February 12, 2016
Morning Edition had a good piece this morning on Senator Bernie Sanders’ proposal for a financial transactions tax (FTT). There are a couple of additional points worth making.
First, while the piece noted a wide range of estimates of the amount that could be raised through such a tax, we do have some real world experience. As was noted, the United Kingdom has had a transactions tax on stock trades since the 17th century. This tax raises an amount equal to roughly 0.2 percent of GDP, which would be $36 billion annually in the current U.S. economy or roughly $400 billion over a 10-year budget horizon. This tax applies only to stocks, which allows traders to avoid it through options and other derivative instruments.
By contrast, Japan had a more broadly based financial transaction, which it eliminated in the 1990s. At its peak in 1990, the tax raised more than 1.0 percent of GDP, which would be $180 billion in today’s economy or roughly $2 trillion over a 10-year budget horizon. These experiences should provide some basis for projecting how much a broadly based tax in the United States could raise.

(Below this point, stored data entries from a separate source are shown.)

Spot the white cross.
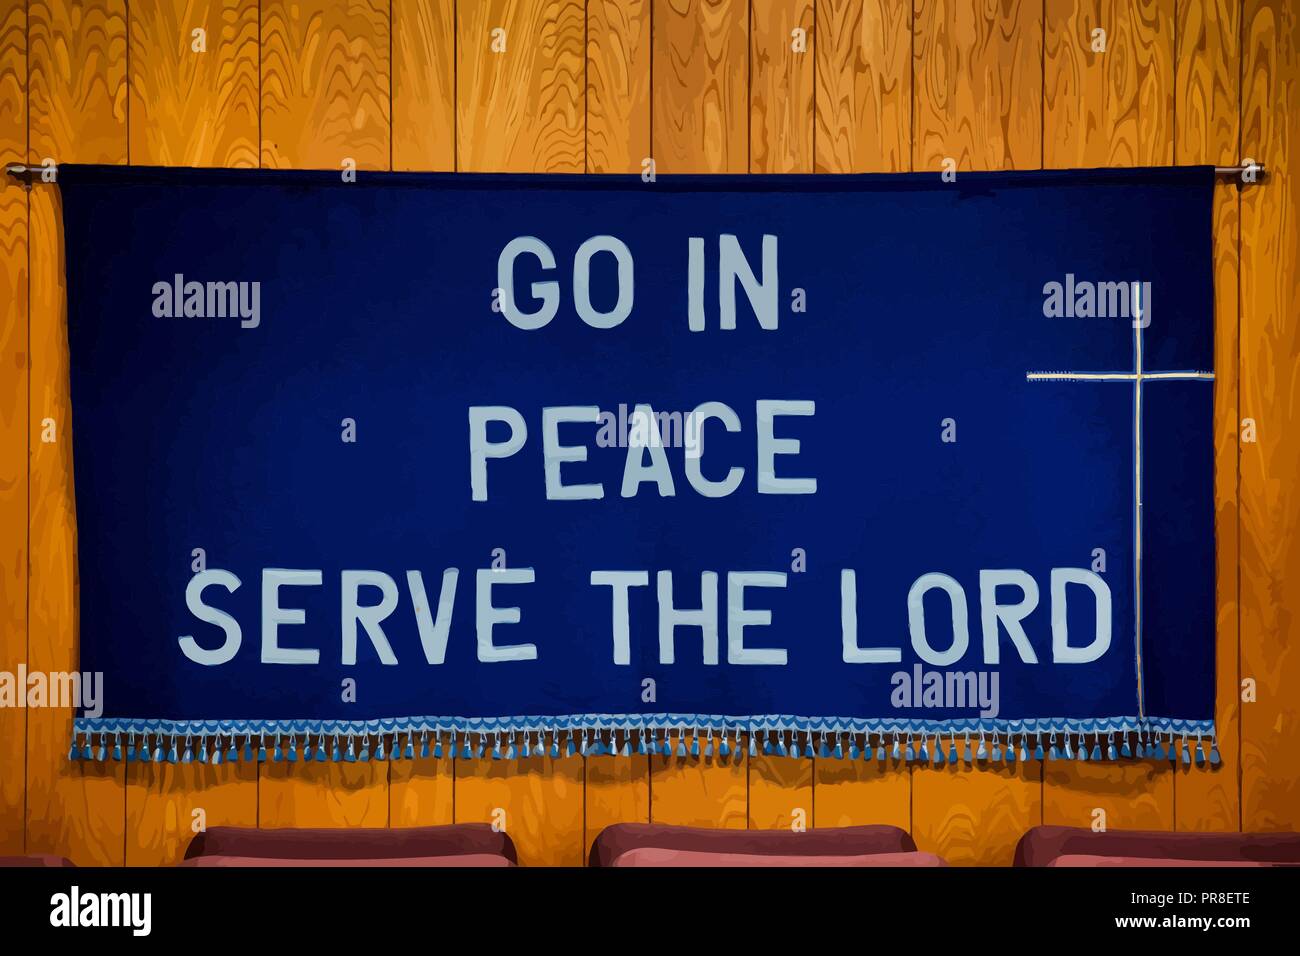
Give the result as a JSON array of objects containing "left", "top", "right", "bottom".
[{"left": 1025, "top": 286, "right": 1213, "bottom": 718}]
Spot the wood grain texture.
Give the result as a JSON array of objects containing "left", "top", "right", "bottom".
[
  {"left": 454, "top": 740, "right": 584, "bottom": 866},
  {"left": 126, "top": 761, "right": 257, "bottom": 865},
  {"left": 577, "top": 1, "right": 653, "bottom": 847},
  {"left": 456, "top": 0, "right": 585, "bottom": 172},
  {"left": 910, "top": 0, "right": 1045, "bottom": 864},
  {"left": 393, "top": 0, "right": 456, "bottom": 170},
  {"left": 808, "top": 0, "right": 913, "bottom": 829},
  {"left": 129, "top": 0, "right": 259, "bottom": 167},
  {"left": 261, "top": 0, "right": 391, "bottom": 170},
  {"left": 390, "top": 750, "right": 455, "bottom": 827},
  {"left": 1174, "top": 0, "right": 1241, "bottom": 832},
  {"left": 651, "top": 733, "right": 746, "bottom": 828},
  {"left": 28, "top": 0, "right": 127, "bottom": 165},
  {"left": 260, "top": 759, "right": 389, "bottom": 828},
  {"left": 749, "top": 0, "right": 813, "bottom": 173},
  {"left": 0, "top": 0, "right": 26, "bottom": 855},
  {"left": 25, "top": 0, "right": 128, "bottom": 866},
  {"left": 1043, "top": 758, "right": 1173, "bottom": 830},
  {"left": 653, "top": 0, "right": 748, "bottom": 173},
  {"left": 586, "top": 0, "right": 651, "bottom": 173},
  {"left": 26, "top": 184, "right": 126, "bottom": 865},
  {"left": 120, "top": 0, "right": 260, "bottom": 861},
  {"left": 1240, "top": 0, "right": 1300, "bottom": 831},
  {"left": 814, "top": 755, "right": 909, "bottom": 830},
  {"left": 584, "top": 751, "right": 649, "bottom": 862},
  {"left": 256, "top": 0, "right": 393, "bottom": 827},
  {"left": 1040, "top": 0, "right": 1178, "bottom": 826},
  {"left": 1043, "top": 0, "right": 1174, "bottom": 168},
  {"left": 913, "top": 0, "right": 1041, "bottom": 172},
  {"left": 451, "top": 2, "right": 585, "bottom": 865},
  {"left": 913, "top": 758, "right": 1041, "bottom": 865},
  {"left": 747, "top": 745, "right": 811, "bottom": 831},
  {"left": 814, "top": 0, "right": 911, "bottom": 173}
]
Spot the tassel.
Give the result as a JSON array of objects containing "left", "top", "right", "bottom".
[
  {"left": 329, "top": 736, "right": 341, "bottom": 762},
  {"left": 114, "top": 734, "right": 124, "bottom": 762},
  {"left": 303, "top": 735, "right": 314, "bottom": 761},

The other issue, which was touched on in the piece, is who bears the cost of the tax. The piece suggested that the tax would be passed on to pension funds and individuals with retirement accounts. There is an important point here that may not have been clear. While it is likely that the tax will be passed on in the cost of individual trades, pension funds and individuals with retirement accounts care about the total cost of trading, not the cost of individual trades.
This matters, because everyone agrees that there will be a large reduction in trading volume in response to the tax. If the percentage reduction in trading volume is larger than the percentage increase in trade costs due to the tax, people would actually be paying less money for their trading after the tax was imposed than before the tax. For example, if the tax raised trading costs by 25 percent, but trading volume falls by 30 percent, then people will be spending less in total on trading each year.
In that case, the financial industry bears the full burden of the tax in the form of reduced revenue from savers. This effectively is the assumption in the Tax Policy Center’s analysis of the impact of the tax, where they assumed that trading volume would fall by 1.5 times the increase in trading costs due to the tax.
In this case, there is only a cost to anyone outside the industry if the reduced trading volume somehow leads to a less well-functioning economy. In other words, the question is if we believe that reducing trading volume to its levels of 20 or 25 years ago would lead to a worse allocation of capital and more bad investment decisions by firms.
That seems implausible, but this is what those who argue a FTT would hurt the economy have to claim. If in fact, most trades are a zero sum game (one person profits by the trade, the other one loses) then the economy will not suffer from a reduction in trading volume. In that case, only the financial industry will be hurt by an FTT. The tax will effectively reallocate resources to more productive sectors of the economy.